Alors que la course aux élections
s’apprête à entamer son dernier tour, attendez-vous
à assister à un débat incohérent quant à
l’avenir de la nation entre ces deux candidats personnifiant les
contradictions malheureuses du public qu’ils doivent flatter. Les
fantaisies de Romney me tentent un peu plus, certainement du fait de leur
étrange dimension psychologique. Le rôle d’Obama comme
messie de la morale libérale me paraît bien trop évidente
en comparaison.
Premièrement, il y a le problème de la
famille de Romney. Son père, George Romney, faisait partie des avatars
des grosses entreprises Américaines après la seconde guerre
mondiale. Il fut PDG d’American Motors, société
automobile clownesque qui vint compléter ce que l’on appelait
alors le ‘big three’
(GM, Ford, et Chrysler). American Motors produisait des voitures de perdants,
dont le Rambler, équipées de
sièges capables de se coucher complètement en arrière
pour faire office de chambre à coucher roulante. George Romney fut
élu gouverneur du Michigan à une époque où
l’Etat croulait sous tant de revenus qu’il aurait
été très difficile de mal gouverner – bien
qu’il y mit en place les prémices d’un effondrement qui
ont laissé derrière lui un amas de rêves brisés.
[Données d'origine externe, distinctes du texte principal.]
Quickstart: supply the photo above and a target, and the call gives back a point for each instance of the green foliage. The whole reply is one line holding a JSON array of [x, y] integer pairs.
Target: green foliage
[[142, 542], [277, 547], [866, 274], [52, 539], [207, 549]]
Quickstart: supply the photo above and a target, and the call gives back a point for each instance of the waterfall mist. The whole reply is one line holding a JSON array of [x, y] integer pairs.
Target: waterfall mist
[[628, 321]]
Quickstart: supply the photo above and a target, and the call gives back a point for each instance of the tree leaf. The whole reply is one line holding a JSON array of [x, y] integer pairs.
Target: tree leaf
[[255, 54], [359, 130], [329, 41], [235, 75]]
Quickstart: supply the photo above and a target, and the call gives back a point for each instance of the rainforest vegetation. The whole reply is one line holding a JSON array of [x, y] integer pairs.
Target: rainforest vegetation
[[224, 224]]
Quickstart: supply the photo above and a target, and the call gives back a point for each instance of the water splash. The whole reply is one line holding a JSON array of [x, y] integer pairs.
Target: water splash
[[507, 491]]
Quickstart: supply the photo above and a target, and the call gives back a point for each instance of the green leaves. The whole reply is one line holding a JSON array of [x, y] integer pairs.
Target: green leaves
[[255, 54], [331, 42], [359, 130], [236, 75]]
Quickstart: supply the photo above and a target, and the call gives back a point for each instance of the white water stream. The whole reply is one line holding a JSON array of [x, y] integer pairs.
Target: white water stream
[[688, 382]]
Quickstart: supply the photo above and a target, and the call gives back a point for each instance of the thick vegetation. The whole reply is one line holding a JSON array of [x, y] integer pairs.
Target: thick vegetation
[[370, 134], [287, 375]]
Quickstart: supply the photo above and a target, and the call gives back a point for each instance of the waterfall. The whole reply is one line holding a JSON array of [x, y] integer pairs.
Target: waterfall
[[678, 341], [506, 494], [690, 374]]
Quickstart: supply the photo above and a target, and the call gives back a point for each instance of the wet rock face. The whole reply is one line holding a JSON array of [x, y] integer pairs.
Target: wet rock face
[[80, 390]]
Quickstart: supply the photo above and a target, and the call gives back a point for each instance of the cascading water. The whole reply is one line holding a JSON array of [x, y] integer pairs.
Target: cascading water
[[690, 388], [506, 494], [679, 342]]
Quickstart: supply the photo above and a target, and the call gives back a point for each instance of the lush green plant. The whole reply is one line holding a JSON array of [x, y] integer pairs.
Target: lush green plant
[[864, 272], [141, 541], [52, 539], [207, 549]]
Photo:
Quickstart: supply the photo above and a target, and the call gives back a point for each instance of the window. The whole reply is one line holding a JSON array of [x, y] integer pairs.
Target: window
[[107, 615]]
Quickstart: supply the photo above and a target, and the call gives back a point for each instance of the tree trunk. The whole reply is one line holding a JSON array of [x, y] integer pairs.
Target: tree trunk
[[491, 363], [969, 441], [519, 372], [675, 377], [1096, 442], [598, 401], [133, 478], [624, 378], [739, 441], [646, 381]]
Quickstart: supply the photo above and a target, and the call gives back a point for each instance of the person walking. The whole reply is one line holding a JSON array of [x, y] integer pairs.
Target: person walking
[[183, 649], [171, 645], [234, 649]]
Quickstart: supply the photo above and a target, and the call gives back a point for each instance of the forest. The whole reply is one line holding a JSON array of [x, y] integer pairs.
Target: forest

Il s’est opposé à Richard Nixon aux élections
présidentielles de 1968 et devint la risée de la nation
après avoir accusé des généraux Américains
de lui avoir fait subir un lavage de cerveau afin de le pousser à
supporter la guerre du Vietnam en 1967. Ce fut là une remarque
malheureuse, prononcée trop peu de temps après la sortir du
film Le Candidat de la Mandchourie
dont l’intrigue consistait en un lavage de cerveau des
Américains par les Chinois Communistes afin de manipuler les
élections aux Etats-Unis. La partie était finie pour George.
En cette époque d’ambitions dynastiques de Kennedys, de Bushs et de Browns, voici qu’apparaît un nouveau fils
désirant prendre en charge l’ambition familiale. On pourrait
penser que le public Américain finira bientôt par être
fatigué de cette routine, si tant est qu’il soit encore ce
peuple ‘indépendant’ et ‘exceptionnel’
qu’il se dit être. Hélas, aux Etats-Unis, tout ce
qu’il reste n’est que la triste tendance humaine à
institutionnaliser la hiérarchie sociale en amplifiant la culture des
médias à large diffusion. Il semblerait que les amoureux de
liberté que nous sommes n’aspirent qu’à être
dominés par des dirigeants héréditaires.
L’arrivée d’un Mitt sur la
scène présidentielle entraînerait certainement de
nombreux bouleversements dans une nation qui ne soit pas autant sous
sédation que la nôtre.
Penchons-nous un instant sur le sujet de la fameuse foi de
Romney, sur ce conte de fées qu’est le Mormonisme. Personne
n’ose pointer du doigt les incongruités enfantines d’un
tel système – bien qu’Adam Gopnik
ait failli le faire récemment -, parce qu’il est une
règle cardinale de notre culture anémique que de
déclarer toutes les croyances comme ayant une validité
égale. Le Mormonisme est cependant une religion de choix pour tout
homme décidant aujourd’hui de dénoncer le système
d’assistance médicale qu’il soutenait lui-même il y
a quelques années en tant que gouverneur du Massachussetts.
Gardez à l’esprit que, peu importe ce
qu’il se passera sous le chapiteau du cirque politique, la
tranquillité apparente de fin d’été n’est
qu’une illusion qui finira bientôt par se dissiper.